Regardless of which schools the Pac-12 may poach from lesser conferences as replacements, the league undeniably would be diminished, and less attractive to in-house spectators and TV viewers. More immediately, the shrinking revenues already have caused UW athletics, according to Christian Caple of On Montlake, to seek approval from the Board of Regents to reduce the department’s $14 million annual payment on the 2014 stadium remodel to interest only (to $10.7 million).
Kicking the can of principal down the road, of course, has consequences. According to Mike Vorel of the Seattle Times, a variety of increased expenses and revenue shortfalls over the past several years have shrunk the department’s cash reserves from a pre-pandemic level in 2019 of $34.5 million to an estimated $9.5 million this year.
But at least UW has cash reserves. Over in Pullman, that’s as rare as an alcohol-free graduation party. Kip Hill of the Spokesman-Review reported that the athletics department requested $1.4 million from the institution to help cover an $11.5 million operating deficit in 2023, which will go up to $2.6 million in each of the next two years.
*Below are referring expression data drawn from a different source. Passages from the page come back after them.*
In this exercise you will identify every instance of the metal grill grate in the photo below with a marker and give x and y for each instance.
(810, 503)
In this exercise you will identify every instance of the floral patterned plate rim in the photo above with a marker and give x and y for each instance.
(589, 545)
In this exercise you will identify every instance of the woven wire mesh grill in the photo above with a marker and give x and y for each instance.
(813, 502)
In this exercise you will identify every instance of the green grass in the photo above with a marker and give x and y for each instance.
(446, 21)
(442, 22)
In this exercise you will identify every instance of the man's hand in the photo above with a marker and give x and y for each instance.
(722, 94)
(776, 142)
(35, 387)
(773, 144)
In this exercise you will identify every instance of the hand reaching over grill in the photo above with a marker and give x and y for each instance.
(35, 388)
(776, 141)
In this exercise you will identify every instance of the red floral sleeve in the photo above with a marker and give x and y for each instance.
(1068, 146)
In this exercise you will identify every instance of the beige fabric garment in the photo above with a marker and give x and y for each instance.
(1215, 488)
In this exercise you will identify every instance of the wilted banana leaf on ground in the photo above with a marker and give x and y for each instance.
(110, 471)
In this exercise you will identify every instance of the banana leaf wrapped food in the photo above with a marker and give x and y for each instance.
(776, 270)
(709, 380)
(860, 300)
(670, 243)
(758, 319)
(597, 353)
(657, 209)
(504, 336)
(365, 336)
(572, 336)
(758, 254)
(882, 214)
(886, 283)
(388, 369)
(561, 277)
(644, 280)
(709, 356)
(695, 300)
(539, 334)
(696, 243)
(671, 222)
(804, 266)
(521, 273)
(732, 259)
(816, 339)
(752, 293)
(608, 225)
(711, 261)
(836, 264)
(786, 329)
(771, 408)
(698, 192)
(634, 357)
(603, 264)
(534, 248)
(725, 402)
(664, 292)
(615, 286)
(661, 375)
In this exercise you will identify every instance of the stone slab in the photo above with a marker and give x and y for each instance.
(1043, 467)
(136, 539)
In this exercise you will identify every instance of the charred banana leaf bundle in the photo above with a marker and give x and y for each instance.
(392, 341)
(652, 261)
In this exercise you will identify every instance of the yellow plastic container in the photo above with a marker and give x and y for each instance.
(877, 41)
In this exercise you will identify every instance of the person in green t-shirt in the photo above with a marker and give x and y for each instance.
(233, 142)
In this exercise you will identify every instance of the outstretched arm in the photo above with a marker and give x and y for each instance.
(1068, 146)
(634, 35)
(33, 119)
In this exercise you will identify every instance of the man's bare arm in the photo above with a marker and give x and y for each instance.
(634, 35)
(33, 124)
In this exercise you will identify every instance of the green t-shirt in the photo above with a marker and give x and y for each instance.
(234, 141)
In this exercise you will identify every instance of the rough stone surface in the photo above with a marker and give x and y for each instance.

Operating deficits make the jock factory a bit of a ward of the state. Such situations prevail in many parts of the country, and are not new to Pullman. But the fact that UW, with much larger enrollment and athletics budget, is headed that way is a testament to the degree of difficulty in keeping a hot seat from becoming a four-alarm fire.
The Pac-12 chancellors and presidents recently agreed in principle to share all future media revenues equally, regardless of school size. Which is good, but since each joint has different debt loads and other revenue streams, nothing else is equal and thus hard to manage harmoniously. Never forget: Pro sports leagues are monopolies, college sports are not. The agreement remains unsigned, awaiting baker Kliavkoff’s pie before making slices.
Given the problems over time — refusal of the NCAA to engage in meaningful reform, courtroom decisions ending amateurism, increased business powers of conferences, the pandemic, abrupt innovations in technology and changing consumer tastes — there is little surprise the industry appears to be Everything Everywhere All at Once.
Too bad the 2022 Oscar winner for best picture got away with stealing the name. Seems that as far as the entertainment-industry game, big-time universities are a step slow.
Coming to a theater near you, sooner than you think: A 48-team super league, owned by a company that rents the team colors and fight songs.